How to carry out Northern blotting
Following electrophoresis, the formaldehyde/agarose gel is placed in water for 15 minutes with light shaking. This is followed by two 15-minute rinses in 10xSSC. The next stage in Northern blotting involves the gel being placed upon two pieces of pre-wetted Whatmann 3MM paper, supported over a reservoir of 10xSS C. The ends of the Whatmann 3MM paper are submerged in the 10xSSC solution to form a wick. A piece of nylon membrane (Hybond-NX, Amersham) should be cut to the same size as the gel, and immersed in 10xSSC for 15 minutes. It is then placed on top of the gel, and any air-bubbles present removed by rolling with a glass pipette.

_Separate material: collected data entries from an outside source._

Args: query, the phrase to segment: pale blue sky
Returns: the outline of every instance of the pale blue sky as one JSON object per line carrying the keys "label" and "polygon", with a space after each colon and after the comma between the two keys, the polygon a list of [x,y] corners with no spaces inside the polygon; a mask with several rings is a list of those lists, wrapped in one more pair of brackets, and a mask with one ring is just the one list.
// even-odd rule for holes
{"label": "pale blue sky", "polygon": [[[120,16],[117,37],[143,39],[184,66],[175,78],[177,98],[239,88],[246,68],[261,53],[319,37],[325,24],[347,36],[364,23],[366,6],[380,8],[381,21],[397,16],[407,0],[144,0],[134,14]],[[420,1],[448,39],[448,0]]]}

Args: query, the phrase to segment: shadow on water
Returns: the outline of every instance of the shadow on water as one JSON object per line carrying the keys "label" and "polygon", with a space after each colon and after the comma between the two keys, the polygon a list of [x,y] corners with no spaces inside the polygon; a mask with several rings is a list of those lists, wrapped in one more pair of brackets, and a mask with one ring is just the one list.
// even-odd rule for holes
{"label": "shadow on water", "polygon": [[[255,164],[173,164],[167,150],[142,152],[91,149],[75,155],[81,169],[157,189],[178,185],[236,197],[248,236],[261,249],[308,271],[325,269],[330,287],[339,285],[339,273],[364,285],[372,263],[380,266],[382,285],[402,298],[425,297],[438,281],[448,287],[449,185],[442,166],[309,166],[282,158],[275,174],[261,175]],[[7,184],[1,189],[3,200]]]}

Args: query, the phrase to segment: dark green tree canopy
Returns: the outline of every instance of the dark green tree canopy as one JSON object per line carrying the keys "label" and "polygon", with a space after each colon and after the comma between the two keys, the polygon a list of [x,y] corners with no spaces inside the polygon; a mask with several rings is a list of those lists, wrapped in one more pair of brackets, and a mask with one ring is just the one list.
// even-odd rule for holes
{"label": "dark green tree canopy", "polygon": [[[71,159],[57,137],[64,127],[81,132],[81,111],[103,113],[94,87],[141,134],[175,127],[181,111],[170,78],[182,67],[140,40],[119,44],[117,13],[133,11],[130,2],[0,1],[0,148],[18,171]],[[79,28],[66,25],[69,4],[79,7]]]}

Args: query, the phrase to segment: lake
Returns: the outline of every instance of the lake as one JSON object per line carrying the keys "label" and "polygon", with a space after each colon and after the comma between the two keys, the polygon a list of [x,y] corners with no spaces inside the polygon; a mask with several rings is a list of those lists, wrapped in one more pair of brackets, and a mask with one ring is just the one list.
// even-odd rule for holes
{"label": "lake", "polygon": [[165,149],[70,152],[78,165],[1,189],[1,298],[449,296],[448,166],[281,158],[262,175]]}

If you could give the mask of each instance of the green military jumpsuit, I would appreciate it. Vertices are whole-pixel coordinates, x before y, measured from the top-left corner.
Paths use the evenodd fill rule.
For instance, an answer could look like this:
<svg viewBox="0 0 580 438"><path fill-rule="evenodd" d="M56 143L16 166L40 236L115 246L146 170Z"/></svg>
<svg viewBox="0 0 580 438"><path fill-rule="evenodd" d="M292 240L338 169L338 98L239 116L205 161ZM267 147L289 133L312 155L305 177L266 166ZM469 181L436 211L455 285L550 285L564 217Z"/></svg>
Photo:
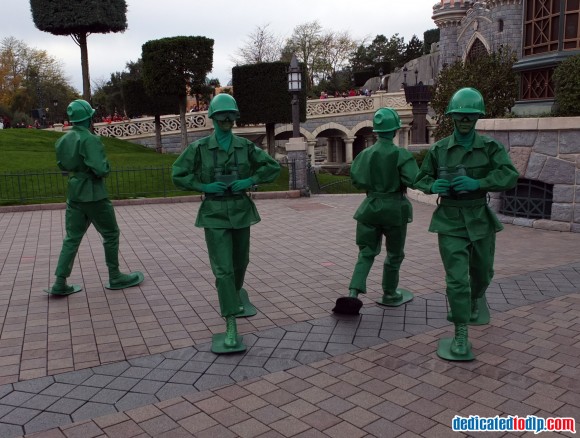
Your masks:
<svg viewBox="0 0 580 438"><path fill-rule="evenodd" d="M79 99L69 105L67 112L74 126L55 145L58 167L69 172L66 236L56 267L57 281L47 292L66 295L73 293L74 288L74 292L80 290L78 286L67 286L66 279L91 224L103 238L109 270L107 287L121 289L139 284L143 280L140 272L122 274L119 271L119 227L103 179L111 168L100 137L88 129L94 110L88 102Z"/></svg>
<svg viewBox="0 0 580 438"><path fill-rule="evenodd" d="M191 143L175 161L172 178L177 187L206 192L209 184L224 176L232 176L232 181L250 179L253 184L269 183L278 177L278 162L250 140L232 135L225 151L216 134ZM249 262L250 226L258 222L256 206L244 191L206 192L199 208L195 226L205 229L223 317L240 313L239 292Z"/></svg>
<svg viewBox="0 0 580 438"><path fill-rule="evenodd" d="M366 280L375 257L381 252L383 235L387 250L383 293L385 296L396 293L399 268L405 257L407 224L413 220L413 208L404 190L413 185L417 162L408 150L395 146L393 134L394 131L379 132L378 141L359 153L350 169L353 185L367 192L354 215L359 255L349 285L349 289L360 293L366 293Z"/></svg>
<svg viewBox="0 0 580 438"><path fill-rule="evenodd" d="M495 233L503 229L487 206L487 192L514 187L518 172L501 143L476 132L468 145L460 144L458 137L456 129L429 149L415 187L436 193L434 183L443 177L440 169L473 183L475 190L451 189L440 197L429 226L438 233L452 322L466 324L472 301L483 297L493 278Z"/></svg>

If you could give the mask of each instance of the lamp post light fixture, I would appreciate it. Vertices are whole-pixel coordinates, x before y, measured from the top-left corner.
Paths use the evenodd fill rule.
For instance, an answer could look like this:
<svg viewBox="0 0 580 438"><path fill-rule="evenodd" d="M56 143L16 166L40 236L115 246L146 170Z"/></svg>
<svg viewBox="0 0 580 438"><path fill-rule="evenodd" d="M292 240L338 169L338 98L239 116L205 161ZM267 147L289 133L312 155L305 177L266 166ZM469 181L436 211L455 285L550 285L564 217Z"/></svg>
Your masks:
<svg viewBox="0 0 580 438"><path fill-rule="evenodd" d="M383 75L385 74L385 71L383 70L383 67L379 68L379 90L383 89Z"/></svg>
<svg viewBox="0 0 580 438"><path fill-rule="evenodd" d="M288 69L288 91L292 93L292 137L300 137L300 107L298 94L302 91L302 71L296 55L292 55Z"/></svg>
<svg viewBox="0 0 580 438"><path fill-rule="evenodd" d="M407 68L407 66L403 67L403 87L405 87L407 85L407 72L409 71L409 69Z"/></svg>
<svg viewBox="0 0 580 438"><path fill-rule="evenodd" d="M54 119L54 123L58 123L58 99L52 99L52 106L54 107L52 118Z"/></svg>

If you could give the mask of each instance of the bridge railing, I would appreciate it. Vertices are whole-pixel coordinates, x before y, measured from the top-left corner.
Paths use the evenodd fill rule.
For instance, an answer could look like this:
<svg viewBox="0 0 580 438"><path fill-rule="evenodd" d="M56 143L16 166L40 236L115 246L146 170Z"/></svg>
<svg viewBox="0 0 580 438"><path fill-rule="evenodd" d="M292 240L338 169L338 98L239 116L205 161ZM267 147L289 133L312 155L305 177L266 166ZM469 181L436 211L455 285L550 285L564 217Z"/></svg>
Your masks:
<svg viewBox="0 0 580 438"><path fill-rule="evenodd" d="M404 92L378 92L371 96L338 97L330 99L311 99L306 102L306 118L317 119L337 115L373 113L382 107L391 107L399 112L411 111L405 100ZM207 130L212 127L207 111L185 115L188 131ZM175 134L180 131L179 114L161 116L161 133ZM131 139L155 134L154 117L124 120L121 122L95 123L95 134L103 137Z"/></svg>

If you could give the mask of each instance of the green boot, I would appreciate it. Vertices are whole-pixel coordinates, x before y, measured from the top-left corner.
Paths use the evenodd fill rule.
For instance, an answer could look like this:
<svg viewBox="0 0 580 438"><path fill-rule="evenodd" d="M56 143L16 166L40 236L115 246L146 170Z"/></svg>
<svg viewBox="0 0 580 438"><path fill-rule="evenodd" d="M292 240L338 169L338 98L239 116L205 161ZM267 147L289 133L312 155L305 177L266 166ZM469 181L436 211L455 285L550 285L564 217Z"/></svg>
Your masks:
<svg viewBox="0 0 580 438"><path fill-rule="evenodd" d="M228 348L235 347L238 343L238 325L235 316L226 317L226 338L224 345Z"/></svg>
<svg viewBox="0 0 580 438"><path fill-rule="evenodd" d="M455 324L455 337L451 342L451 353L458 356L465 356L469 351L469 343L467 340L467 324Z"/></svg>
<svg viewBox="0 0 580 438"><path fill-rule="evenodd" d="M139 271L131 272L130 274L123 274L121 272L109 273L109 283L105 287L107 289L125 289L127 287L137 286L144 278L143 274Z"/></svg>
<svg viewBox="0 0 580 438"><path fill-rule="evenodd" d="M470 321L477 321L479 318L479 301L476 299L471 299L471 316L469 318Z"/></svg>
<svg viewBox="0 0 580 438"><path fill-rule="evenodd" d="M83 288L78 284L68 285L65 277L56 277L56 281L50 289L44 289L50 295L71 295L80 292Z"/></svg>

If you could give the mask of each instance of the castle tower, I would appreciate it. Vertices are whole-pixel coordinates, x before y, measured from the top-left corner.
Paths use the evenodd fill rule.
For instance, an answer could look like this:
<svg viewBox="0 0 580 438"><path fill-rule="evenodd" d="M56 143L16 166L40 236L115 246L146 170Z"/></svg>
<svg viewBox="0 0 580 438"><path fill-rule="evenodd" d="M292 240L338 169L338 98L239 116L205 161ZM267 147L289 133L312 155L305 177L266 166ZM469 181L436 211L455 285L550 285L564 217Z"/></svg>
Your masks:
<svg viewBox="0 0 580 438"><path fill-rule="evenodd" d="M444 65L453 64L462 58L463 50L459 47L458 37L461 20L469 10L469 0L441 0L433 6L431 17L440 30L439 70Z"/></svg>
<svg viewBox="0 0 580 438"><path fill-rule="evenodd" d="M494 32L489 37L494 50L509 46L518 59L522 57L522 0L487 0Z"/></svg>

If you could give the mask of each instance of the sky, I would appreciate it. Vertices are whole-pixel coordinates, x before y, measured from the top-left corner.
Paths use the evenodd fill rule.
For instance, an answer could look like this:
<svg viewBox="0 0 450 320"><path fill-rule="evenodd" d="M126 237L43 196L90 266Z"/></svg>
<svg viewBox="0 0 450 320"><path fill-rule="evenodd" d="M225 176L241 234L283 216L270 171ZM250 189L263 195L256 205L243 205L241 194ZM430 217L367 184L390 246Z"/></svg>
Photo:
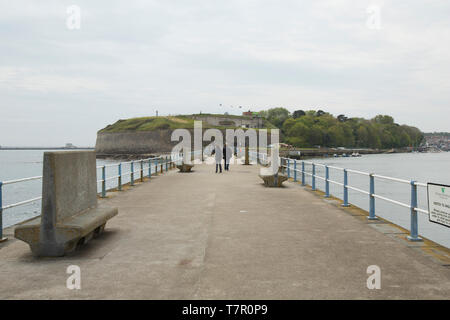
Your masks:
<svg viewBox="0 0 450 320"><path fill-rule="evenodd" d="M0 0L0 146L271 107L450 131L449 16L447 0Z"/></svg>

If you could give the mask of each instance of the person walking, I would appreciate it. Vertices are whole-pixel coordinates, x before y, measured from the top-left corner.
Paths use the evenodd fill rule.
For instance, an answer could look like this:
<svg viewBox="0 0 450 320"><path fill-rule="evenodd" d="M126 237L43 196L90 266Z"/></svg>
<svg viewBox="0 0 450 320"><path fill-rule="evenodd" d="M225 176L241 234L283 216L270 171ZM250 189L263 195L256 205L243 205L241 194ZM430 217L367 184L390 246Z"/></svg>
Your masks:
<svg viewBox="0 0 450 320"><path fill-rule="evenodd" d="M218 169L220 169L220 173L222 173L222 156L223 156L222 148L218 144L216 144L214 146L214 159L216 160L216 173L217 173Z"/></svg>
<svg viewBox="0 0 450 320"><path fill-rule="evenodd" d="M223 161L225 163L225 170L230 170L230 159L233 156L233 150L230 148L230 146L225 143L225 146L223 148Z"/></svg>

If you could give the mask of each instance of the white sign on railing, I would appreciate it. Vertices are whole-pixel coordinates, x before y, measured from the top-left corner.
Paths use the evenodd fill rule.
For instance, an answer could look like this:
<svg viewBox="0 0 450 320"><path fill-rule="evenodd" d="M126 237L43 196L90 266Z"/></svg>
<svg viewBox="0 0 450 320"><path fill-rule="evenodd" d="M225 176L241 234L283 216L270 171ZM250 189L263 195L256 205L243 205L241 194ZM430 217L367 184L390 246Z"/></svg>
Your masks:
<svg viewBox="0 0 450 320"><path fill-rule="evenodd" d="M428 212L431 222L450 227L450 186L428 183Z"/></svg>

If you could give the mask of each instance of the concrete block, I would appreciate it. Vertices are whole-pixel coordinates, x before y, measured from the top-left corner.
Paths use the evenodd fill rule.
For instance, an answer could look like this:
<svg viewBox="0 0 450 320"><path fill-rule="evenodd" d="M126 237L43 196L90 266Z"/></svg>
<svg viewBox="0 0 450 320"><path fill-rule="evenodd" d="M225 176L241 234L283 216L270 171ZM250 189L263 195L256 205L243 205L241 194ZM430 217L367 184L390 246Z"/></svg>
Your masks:
<svg viewBox="0 0 450 320"><path fill-rule="evenodd" d="M97 208L94 151L45 152L41 216L16 227L14 236L37 256L62 256L98 234L117 208Z"/></svg>

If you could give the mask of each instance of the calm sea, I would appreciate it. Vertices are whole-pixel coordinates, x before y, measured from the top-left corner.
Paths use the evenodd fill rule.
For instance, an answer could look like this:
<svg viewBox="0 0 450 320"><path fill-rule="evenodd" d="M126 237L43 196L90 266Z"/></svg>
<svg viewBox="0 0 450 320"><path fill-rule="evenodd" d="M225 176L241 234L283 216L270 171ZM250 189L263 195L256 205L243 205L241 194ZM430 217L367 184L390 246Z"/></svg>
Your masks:
<svg viewBox="0 0 450 320"><path fill-rule="evenodd" d="M0 150L0 181L42 175L43 152L41 150ZM423 183L434 182L450 185L450 153L365 155L360 158L322 158L314 159L314 161L389 177L416 180ZM118 162L97 160L97 165L99 166L112 163ZM307 169L310 170L309 167ZM129 171L129 167L125 165L122 170L123 172L127 172ZM323 171L323 168L317 167L317 174L324 176ZM107 176L115 175L117 175L117 167L108 168ZM101 173L98 170L97 177L100 176ZM330 169L330 179L342 182L342 171ZM125 178L123 183L127 183L128 181L129 178ZM108 186L113 186L114 183L116 181L109 181ZM308 177L307 183L311 184L311 179ZM349 184L359 189L369 190L369 178L366 176L349 173ZM98 184L99 192L100 187L100 184ZM324 182L317 179L317 187L324 190ZM333 195L342 198L342 187L331 184L330 190ZM419 207L427 209L426 188L419 187L418 191ZM410 186L407 184L386 182L377 179L375 192L407 204L410 202ZM39 196L41 196L41 180L6 185L3 187L3 206ZM349 201L365 210L369 208L368 196L356 191L349 191ZM4 227L11 226L39 214L40 201L8 209L3 212L3 224ZM409 210L406 208L377 199L376 215L409 229ZM422 213L419 213L419 233L446 247L450 247L450 228L429 222L428 216Z"/></svg>
<svg viewBox="0 0 450 320"><path fill-rule="evenodd" d="M20 178L42 175L42 159L45 150L0 150L0 181L16 180ZM97 165L117 163L115 161L97 160ZM97 179L101 177L101 170L97 170ZM129 171L124 166L123 172ZM107 176L117 175L117 168L108 168ZM124 183L129 181L123 180ZM112 186L113 181L107 184ZM114 185L115 186L115 185ZM97 184L98 191L101 185ZM24 200L40 197L42 194L42 180L32 180L3 186L3 207ZM23 206L7 209L3 212L3 227L40 215L41 202L36 201Z"/></svg>
<svg viewBox="0 0 450 320"><path fill-rule="evenodd" d="M379 154L364 155L360 158L322 158L313 161L393 178L450 185L450 152ZM322 167L317 167L316 172L325 176L324 170ZM343 172L330 169L330 179L342 183ZM307 181L308 184L311 184L310 178L307 178ZM316 181L320 190L325 190L325 182L320 179ZM348 173L348 182L353 187L369 191L368 176ZM340 199L343 197L342 189L342 186L330 184L330 192ZM411 187L408 184L375 179L375 193L409 205ZM349 190L349 202L367 211L369 210L368 197L368 195ZM427 188L418 187L418 206L422 209L428 209ZM376 199L375 213L377 216L408 230L410 229L410 211L408 208ZM418 221L419 234L450 248L450 228L429 222L428 215L420 212L418 213Z"/></svg>

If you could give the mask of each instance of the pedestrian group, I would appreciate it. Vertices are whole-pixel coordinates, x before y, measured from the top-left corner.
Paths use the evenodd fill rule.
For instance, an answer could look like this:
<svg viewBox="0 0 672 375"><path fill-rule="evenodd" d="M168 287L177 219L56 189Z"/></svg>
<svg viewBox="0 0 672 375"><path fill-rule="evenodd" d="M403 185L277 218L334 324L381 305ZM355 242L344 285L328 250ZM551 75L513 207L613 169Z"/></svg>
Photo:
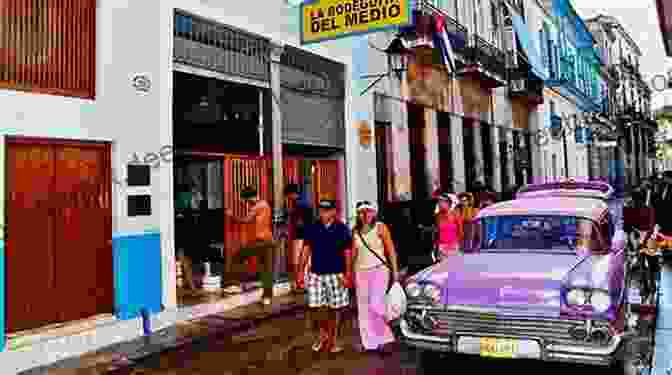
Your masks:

Three further pieces of Whatmann 3MM paper are cut to the size of the gel, pre-soaked in 10xSSC and placed on top of the nylon membrane. A stack of paper towels are then placed on top, and a ~500g weight was placed on the towels. This encourages the transfer of the 10xSSC from the reservoir, to the paper towels, though a capillary action. The gel should be left overnight, to allow the RNA to thoroughly transfer to the membrane. After the northern blotting transfer, RNA is bound to the membrane by UV-crosslinking (1200 m J UV light, Stratagene Stratalinker), or by baking for 2 Hrs at 80°C.